Image: ©INPHO/Photosport/John Davidson

Given the success of the Forsyth-Barr stadium, why don’t we have one in Ireland? Dublin doesn’t need another stadium, nor does Limerick. Since Munster’s rugby team is primarily based in Limerick, that also rules Cork if, as would be required, the new venue is to be filled every two weeks. That leaves Galway.

Galway and Dunedin are very similar in many ways; both are regional cities which are wide open to the elements. It could just be a coincidence, but the Highlanders also won their first Super 14 title recently, finishing ahead of traditional New Zealand powerhouses like the Canterbury Crusaders and the Waikato Chiefs.

Connacht Rugby is going in the right direction, and the development of a state-of-the-art indoor arena might help push them onto a new level. There is also the possibility of the Galway United football team sharing the venue so there can be year-round games to attend, while it could also serve as the new home of the Irish women’s rugby team.

There is no doubt that such a stadium would benefit the local region. Speaking exclusively to Newstalk, Kim Barnes, the marketing and communications manager for the stadium, said that there are 25 full time employees at the ground and, depending on the event, there could be up to 400 temporary staff working. 

She added that "since opening in August 2011, we have hosted more than 1.3 million guests under the roof. We also offer a Community Events Fund of $750,000 which is available for free or subsidized venue rental for local groups to host their events at Forsyth Barr Stadium."

The venue has hosted concerts by Fleetwood Mac, Rod Stewart and Neil Diamond, while the All Blacks play there regularly and have welcomed South Africa, Australia and England since 2012. They entertained Wales at the venue earlier this summer.   

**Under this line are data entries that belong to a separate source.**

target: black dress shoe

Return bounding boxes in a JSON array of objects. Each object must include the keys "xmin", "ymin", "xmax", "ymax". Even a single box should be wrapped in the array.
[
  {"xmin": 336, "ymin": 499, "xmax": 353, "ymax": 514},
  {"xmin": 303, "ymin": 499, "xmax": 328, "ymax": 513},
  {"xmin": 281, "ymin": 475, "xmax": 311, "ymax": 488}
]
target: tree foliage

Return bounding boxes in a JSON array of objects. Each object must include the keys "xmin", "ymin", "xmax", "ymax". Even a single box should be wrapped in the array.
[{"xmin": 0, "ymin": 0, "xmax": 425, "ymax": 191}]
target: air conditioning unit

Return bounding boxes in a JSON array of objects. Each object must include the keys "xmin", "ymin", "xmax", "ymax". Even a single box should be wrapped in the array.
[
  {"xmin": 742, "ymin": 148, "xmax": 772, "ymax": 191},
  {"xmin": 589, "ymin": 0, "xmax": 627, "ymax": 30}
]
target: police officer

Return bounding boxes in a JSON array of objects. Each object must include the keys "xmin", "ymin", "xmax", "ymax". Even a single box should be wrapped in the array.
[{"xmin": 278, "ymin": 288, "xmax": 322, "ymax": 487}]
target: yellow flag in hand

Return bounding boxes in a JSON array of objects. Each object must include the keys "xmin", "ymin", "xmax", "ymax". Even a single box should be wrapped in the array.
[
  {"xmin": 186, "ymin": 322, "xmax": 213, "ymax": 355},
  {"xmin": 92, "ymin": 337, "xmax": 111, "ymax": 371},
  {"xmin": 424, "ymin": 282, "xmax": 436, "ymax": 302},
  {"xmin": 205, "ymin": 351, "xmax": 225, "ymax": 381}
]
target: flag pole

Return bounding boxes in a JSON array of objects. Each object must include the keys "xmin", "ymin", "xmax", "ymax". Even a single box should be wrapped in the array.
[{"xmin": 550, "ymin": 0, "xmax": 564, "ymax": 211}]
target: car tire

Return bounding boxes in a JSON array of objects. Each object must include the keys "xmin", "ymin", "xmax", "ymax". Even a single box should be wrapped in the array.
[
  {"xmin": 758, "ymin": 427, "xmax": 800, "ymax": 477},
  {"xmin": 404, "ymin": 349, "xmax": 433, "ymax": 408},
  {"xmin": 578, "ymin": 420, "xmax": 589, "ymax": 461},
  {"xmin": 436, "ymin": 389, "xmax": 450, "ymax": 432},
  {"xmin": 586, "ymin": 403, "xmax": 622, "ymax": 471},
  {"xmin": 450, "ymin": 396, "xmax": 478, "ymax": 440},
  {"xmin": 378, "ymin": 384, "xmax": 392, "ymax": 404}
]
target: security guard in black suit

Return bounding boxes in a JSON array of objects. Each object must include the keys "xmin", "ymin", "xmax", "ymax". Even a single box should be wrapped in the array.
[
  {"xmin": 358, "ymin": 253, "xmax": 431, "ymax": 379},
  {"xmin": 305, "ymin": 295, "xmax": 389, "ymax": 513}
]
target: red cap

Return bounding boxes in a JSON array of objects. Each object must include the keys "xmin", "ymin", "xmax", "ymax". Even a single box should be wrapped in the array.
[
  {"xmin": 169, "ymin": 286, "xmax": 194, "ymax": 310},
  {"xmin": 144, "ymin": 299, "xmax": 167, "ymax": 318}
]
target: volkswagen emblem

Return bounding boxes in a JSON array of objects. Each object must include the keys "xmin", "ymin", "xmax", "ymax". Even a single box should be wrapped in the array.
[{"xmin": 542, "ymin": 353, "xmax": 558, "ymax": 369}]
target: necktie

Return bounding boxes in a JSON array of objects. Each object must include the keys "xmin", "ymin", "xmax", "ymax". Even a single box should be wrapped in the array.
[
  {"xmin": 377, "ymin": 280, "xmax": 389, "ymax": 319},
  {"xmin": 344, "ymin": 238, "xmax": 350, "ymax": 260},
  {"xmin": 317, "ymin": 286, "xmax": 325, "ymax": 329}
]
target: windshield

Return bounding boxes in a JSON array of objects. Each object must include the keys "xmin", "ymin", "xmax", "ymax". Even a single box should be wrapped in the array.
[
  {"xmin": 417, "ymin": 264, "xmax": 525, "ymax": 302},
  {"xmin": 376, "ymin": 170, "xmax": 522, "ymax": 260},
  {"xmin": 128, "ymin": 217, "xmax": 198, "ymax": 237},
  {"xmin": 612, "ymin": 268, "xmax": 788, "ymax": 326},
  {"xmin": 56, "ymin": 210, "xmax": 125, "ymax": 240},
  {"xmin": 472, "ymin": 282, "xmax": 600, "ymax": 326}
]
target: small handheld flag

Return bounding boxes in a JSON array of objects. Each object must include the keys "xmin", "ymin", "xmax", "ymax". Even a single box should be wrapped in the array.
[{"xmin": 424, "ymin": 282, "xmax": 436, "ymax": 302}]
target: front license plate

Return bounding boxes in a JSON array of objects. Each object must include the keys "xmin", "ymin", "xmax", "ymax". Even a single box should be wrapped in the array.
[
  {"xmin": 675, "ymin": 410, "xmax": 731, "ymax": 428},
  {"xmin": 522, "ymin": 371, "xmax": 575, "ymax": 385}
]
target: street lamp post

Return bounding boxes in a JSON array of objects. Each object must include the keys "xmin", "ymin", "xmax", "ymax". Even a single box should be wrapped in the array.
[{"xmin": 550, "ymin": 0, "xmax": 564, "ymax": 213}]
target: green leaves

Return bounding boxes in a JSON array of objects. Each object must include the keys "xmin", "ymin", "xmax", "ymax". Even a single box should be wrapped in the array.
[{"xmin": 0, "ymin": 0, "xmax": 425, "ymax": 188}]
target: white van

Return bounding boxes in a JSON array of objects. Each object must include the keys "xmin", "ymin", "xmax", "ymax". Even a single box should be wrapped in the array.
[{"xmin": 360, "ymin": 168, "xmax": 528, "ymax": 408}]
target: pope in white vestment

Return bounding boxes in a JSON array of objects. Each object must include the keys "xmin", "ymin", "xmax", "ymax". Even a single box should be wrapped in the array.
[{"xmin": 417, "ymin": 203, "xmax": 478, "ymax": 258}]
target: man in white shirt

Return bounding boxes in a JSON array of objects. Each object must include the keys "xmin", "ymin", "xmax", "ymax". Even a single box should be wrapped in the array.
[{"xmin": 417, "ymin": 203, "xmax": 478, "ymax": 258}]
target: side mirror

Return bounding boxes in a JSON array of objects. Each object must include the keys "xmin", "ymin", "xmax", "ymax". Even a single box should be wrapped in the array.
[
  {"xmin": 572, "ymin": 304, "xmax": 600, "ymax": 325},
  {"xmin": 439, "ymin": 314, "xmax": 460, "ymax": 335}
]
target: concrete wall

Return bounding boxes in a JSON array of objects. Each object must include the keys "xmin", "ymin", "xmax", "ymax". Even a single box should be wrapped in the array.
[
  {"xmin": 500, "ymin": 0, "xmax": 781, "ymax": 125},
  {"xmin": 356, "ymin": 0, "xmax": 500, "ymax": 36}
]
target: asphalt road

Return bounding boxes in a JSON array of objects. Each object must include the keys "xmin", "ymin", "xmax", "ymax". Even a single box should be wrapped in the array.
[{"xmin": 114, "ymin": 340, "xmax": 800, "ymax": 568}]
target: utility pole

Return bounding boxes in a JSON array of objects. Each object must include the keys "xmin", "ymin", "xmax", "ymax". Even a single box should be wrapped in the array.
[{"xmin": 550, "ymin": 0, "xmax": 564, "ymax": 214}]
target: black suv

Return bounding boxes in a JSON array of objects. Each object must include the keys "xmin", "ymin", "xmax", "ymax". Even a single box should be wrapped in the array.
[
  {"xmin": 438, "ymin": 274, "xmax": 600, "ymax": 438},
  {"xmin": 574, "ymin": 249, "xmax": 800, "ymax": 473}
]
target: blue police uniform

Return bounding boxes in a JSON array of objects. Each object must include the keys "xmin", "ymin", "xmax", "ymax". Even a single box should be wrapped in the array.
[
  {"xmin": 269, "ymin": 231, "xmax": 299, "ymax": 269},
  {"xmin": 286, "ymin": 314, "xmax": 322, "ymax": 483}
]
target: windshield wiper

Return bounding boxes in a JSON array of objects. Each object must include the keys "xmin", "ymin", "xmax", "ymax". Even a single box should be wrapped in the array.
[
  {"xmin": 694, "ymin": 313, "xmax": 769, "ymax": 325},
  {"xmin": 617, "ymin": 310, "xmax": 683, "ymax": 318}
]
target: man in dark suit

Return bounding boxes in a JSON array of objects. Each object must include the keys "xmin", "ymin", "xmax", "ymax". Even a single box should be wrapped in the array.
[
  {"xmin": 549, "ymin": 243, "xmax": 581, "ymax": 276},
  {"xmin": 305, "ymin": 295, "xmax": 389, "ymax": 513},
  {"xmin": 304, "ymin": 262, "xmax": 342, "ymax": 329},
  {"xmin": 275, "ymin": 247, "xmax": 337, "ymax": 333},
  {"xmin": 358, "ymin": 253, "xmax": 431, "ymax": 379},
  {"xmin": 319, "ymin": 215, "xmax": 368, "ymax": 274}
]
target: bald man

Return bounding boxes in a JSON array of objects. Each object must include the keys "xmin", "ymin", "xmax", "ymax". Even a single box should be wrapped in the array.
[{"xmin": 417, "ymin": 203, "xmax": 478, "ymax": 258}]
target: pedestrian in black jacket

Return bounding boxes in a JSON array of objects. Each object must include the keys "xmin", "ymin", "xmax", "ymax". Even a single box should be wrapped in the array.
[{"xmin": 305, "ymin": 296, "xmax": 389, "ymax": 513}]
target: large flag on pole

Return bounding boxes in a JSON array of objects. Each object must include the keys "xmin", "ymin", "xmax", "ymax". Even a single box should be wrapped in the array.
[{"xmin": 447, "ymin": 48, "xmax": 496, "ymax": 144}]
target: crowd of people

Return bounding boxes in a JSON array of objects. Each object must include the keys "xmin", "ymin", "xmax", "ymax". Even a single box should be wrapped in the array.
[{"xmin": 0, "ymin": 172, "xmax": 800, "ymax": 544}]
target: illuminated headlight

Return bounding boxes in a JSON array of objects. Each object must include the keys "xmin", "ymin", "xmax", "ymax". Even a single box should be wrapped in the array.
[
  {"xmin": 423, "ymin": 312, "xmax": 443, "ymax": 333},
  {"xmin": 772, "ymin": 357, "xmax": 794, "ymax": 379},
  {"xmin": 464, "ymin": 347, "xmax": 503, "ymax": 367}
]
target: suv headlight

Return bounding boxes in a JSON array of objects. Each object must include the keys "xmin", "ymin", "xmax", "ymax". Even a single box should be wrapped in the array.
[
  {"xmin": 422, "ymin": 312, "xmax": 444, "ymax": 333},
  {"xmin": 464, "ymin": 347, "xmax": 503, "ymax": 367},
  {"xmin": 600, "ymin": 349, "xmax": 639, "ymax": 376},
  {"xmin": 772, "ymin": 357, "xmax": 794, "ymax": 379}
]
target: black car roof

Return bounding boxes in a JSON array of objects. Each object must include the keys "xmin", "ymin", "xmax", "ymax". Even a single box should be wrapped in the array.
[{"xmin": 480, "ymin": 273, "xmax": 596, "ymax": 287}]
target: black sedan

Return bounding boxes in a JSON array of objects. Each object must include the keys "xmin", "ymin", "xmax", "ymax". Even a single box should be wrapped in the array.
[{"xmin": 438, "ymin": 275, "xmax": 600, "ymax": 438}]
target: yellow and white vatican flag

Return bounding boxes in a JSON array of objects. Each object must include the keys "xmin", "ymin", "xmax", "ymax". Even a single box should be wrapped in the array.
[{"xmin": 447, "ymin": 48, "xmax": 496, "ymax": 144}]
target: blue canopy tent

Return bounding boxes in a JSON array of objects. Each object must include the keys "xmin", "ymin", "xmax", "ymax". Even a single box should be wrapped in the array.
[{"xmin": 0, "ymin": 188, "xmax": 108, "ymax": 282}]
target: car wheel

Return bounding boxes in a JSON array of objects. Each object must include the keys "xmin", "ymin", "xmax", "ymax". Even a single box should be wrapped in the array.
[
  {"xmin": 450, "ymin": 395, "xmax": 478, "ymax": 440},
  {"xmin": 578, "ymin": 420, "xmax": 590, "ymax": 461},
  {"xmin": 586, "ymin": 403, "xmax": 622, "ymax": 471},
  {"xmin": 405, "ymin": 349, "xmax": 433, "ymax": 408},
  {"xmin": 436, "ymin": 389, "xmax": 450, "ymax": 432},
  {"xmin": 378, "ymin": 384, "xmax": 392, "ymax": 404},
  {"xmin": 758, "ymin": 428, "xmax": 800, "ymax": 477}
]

Another aspect to consider is that as the IRFU slowly accepts the need for an Irish Sevens team, Galway could bid to host a leg on the Sevens circuit. Staying with New Zealand, the Wellington Sevens weekend has been a huge success over the years and has contributed enormously to the local economy.

Image: Ireland's Aoife Doyle scores a try at the Women's Sevens Rugby Global Olympic Qualifying Tournament in UCD. ©INPHO/Dan Sheridan

John Milford, Chief Executive of the Wellington Chamber of Commerce noted that "as a sporting and a cultural event it’s been a huge draw for people outside the region and a very valuable contributor to the local economy for many years.

"At its peak (2011-2013), it was estimated that total new spend in the city each year, including by spectators, corporates and sponsors, was between $15 million and $18 million. Much of that was in the city’s bar, restaurant, and accommodation scene. Much of it also came from out of town. For example, in 2011, when new spending was estimated at $18 million, 63 per cent of spectators came from outside the Wellington region for the weekend."

There are a couple of locations if a new stadium for Galway can be agreed upon. Redeveloping either the Sportsground or Eamonn Deacy Park are the obvious choices, but local residents will have to fully support the plan as the maximum external height is 47 metres - equivalent to a 12 storey building.   

Although the Forsyth-Barr stadium has a capacity of 30,000 which is beyond what would be required in Galway, this can be lowered due to the temporary seating at either end of the ground. Connacht are making the right noises about the future, but now is the time to build something this island desperately needs.